This eBook from the Gutenberg Project consists of approximately 366 pages of information about Dialogue of Comfort Against Tribulation.

And on the other hand, while we now think on it—­and not to think on it, in so great likelihood of it, I suppose no wise man can—­if we should for the fear of worldly loss or bodily pain, framed in our own minds, think that we would give over and to save our goods and lives forsake our Saviour by denial of his faith, then whether the Turks come or come not, we are meanwhile gone from God.  And then if they come not indeed, or come and are driven to flight, what a shame should that be to us, before the face of God, in so shameful cowardly wise to forsake him for fear of that pain that we never felt or that never was befalling us!

VINCENT:  By my troth, uncle, I thank you.  Methinketh that though you never said more in the matter, yet have you, even with this that you have spoken here already of the fear of bodily pain in this persecution, marvellously comforted mine heart.

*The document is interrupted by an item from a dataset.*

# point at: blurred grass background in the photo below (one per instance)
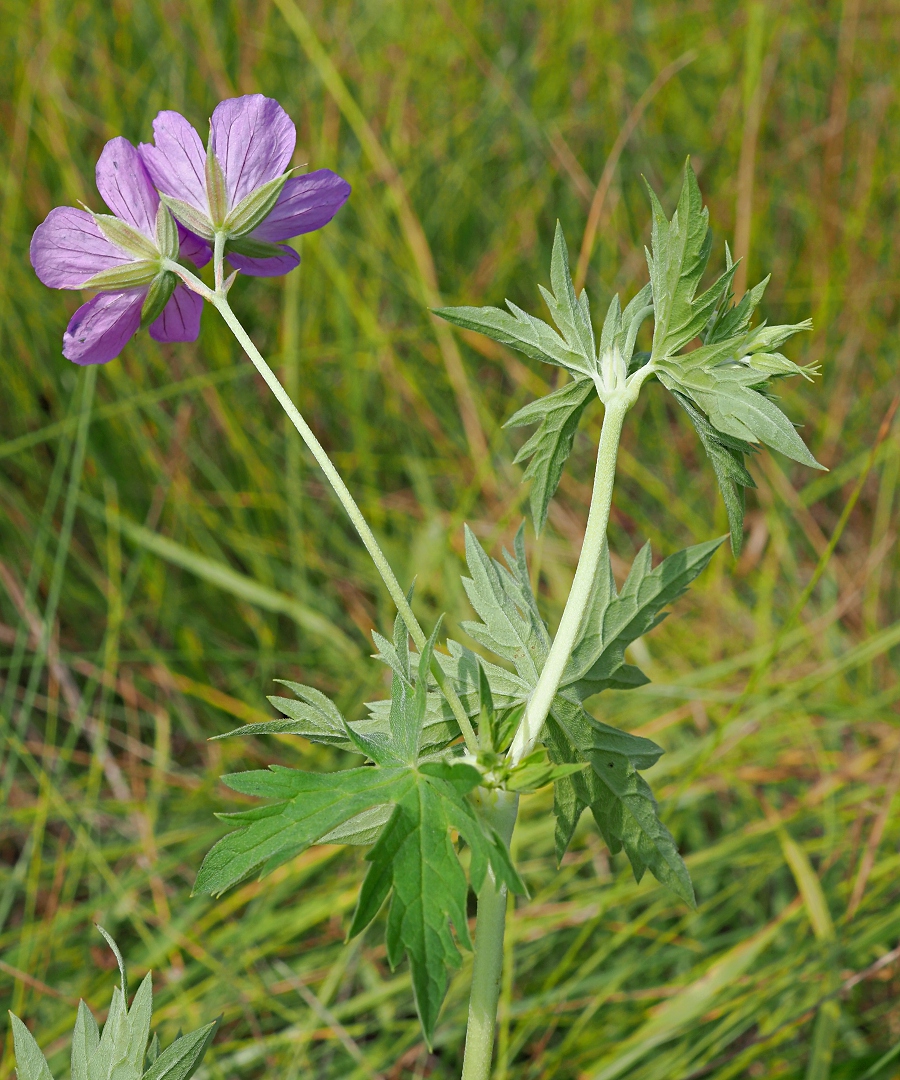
(168, 549)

ANTHONY:  I am glad, cousin, if your heart have taken comfort thereby.  But if you so have, give God the thanks and not me, for that work is his and not mine.  For neither am I able to say any good thing except by him, nor can all the good words in the world—­no, not the holy words of God himself, and spoken also with his own holy mouth—­profit a man with the sound entering at his ear, unless the Spirit of God also inwardly work in his soul.  But that is his goodness ever ready to do, unless there be hindrance through the untowardness of our own froward will.

XVIII

And now, being somewhat in comfort and courage before, we may the more quietly consider everything, which is somewhat more hard and difficult to do when the heart is before taken up and oppressed with the troublous affection of heavy sorrowful fear.  Let us therefore examine now the weight and the substance of those bodily pains which you rehearsed before as the sorest part of this persecution.  They were, if I remember you right, thraldom, imprisonment, and painful and shameful death.  And first let us, as reason is, begin with the thraldom, for that was, as I remember it, the first.

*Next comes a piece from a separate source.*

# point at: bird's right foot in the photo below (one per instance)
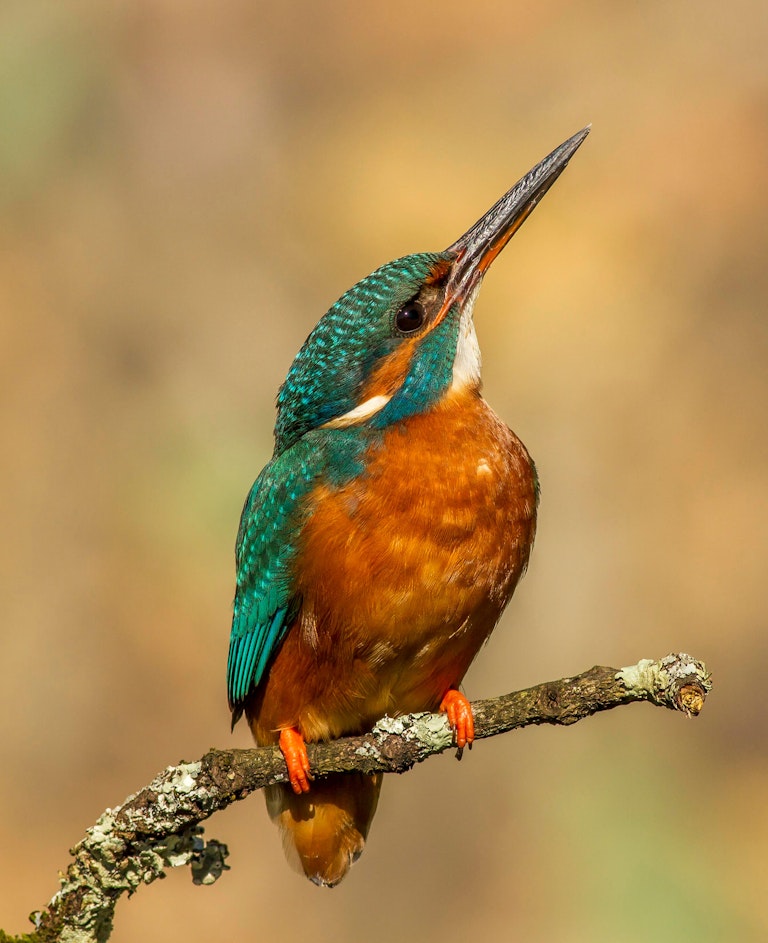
(294, 751)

VINCENT:  I pray you, good uncle, say then somewhat of that.  For methinketh, uncle, that captivity is a marvellous heavy thing, namely when they shall (as they most commonly do) carry us far from home into a strange unknown land.

ANTHONY:  I cannot deny that some grief it is, cousin, indeed.  But yet, as for me, it is not half so much as it would be if they could carry me out into any such unknown country that God could not know where nor find the means to come at me!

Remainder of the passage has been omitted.